A mediados de los noventa, el PP gallego pagaba actos electorales con dinero negro

En Galicia, a mediados de los noventa, mientras Touriño probablemente aspiraba ya a que le compraran un coche y a ojear suntuosos catálogos de sillas, y Quintana probablemente anhelaba subir al yate de un empresario, el PP pagaba los actos electorales con dinero negro. Es decir, para aquellos a quienes la sobredosis de irregularidades les ha afectado la capacidad de asimilarlas, que un partido perfectamente prosistema, que gobernaba en Galicia y en España, la mitad de los actos electorales destinados a conquistar a la ciudadanía para seguir gobernando los costeó sin cotizar a Hacienda, defraudando -se supone- no sólo al ministro de turno, un compañero de militancia en el PP, sino al resto de los habitantes, particularmente a los que sí pagan sus impuestos. Claro que sólo fue durante de 1996 a 1999, debido a la nefasta influencia de alguien que era secretario general del partido, pero que salió rana, como prueba el hecho de que después dejó de ser militante. Los otros años, todo se pagaba religiosamente, o al menos no hay pruebas de que así no fuese. Y además, el tema saltó en Madrid.

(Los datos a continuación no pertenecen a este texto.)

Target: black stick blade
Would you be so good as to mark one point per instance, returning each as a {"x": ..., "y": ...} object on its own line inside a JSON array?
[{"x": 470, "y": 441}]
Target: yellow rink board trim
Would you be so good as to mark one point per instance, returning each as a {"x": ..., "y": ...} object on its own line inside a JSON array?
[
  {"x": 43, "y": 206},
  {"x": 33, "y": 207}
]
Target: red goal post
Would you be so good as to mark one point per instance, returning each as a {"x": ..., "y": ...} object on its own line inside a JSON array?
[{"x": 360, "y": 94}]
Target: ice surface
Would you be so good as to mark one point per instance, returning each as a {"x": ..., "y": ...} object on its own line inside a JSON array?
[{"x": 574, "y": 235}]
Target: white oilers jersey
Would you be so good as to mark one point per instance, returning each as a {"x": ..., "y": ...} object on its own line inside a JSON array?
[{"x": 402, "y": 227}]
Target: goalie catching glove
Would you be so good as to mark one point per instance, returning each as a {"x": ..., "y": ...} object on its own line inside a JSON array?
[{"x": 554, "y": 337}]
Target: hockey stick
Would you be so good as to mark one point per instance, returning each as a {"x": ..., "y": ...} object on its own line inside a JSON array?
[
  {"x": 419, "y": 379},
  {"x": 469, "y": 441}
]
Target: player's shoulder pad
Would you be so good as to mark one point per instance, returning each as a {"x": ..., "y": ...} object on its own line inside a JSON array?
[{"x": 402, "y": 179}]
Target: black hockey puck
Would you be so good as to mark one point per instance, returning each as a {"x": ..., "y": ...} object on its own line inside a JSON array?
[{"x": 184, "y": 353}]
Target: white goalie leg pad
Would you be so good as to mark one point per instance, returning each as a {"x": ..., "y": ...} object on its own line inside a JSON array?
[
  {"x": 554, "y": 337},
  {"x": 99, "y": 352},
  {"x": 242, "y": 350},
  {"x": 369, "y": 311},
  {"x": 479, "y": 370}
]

Y si aquí no se han descubierto más corruptelas, no es porque no se haya intentado por todos los medios (me refiero a todos, incluidos los de comunicación). Se pretendió hacerlo con la Cidade da Cultura, sus pompas, sus obras y sus nombramiento de cuñados. Se probó con las concesiones eólicas (el concurso público, no las anteriores adjudicaciones digitales por cuñado interpuesto). Se tanteó con la licensiorrea para urbanizar donde fuese y como fuese, y dio tanto lo mismo que decidieron liquidar el organismo encargado de controlar los desmanes. Se sondeó con la curiosa circunstancia de un cargo público que certificó a su antigua empresa como acabadas obras que ni se habían iniciado. Incluso se ensayó con el revelador descubrimiento de prácticas caciquiles en la Diputación y en el PP de Ourense. Todo en vano. Mismo la Operación Retablo, los afanes de un par de ganapanes en pos de lo que uno de ellos denominaba pomposamente "repartir Galicia", carece de los elementos entre la épica y el ridículo de los latrocinios más allá de Padornelo: los implicados son entrañablemente idiosincráticos, hasta el punto de que uno es un párroco llamado don Crisanto. A un arrepentido lo intentaron silenciar con cuatro billetes (eso sí, de 500, que imponen). Y para más inri, el asunto lo denunció la propia Administración, en concreto la anterior Consellería de Cultura. Con estos mimbres no se hace grandes cestos sumariales, al menos aquí. Menos mal que a Touriño le compraron un coche, Quintana se subió a un yate, y así la ciudadanía se pudo escandalizar un poco.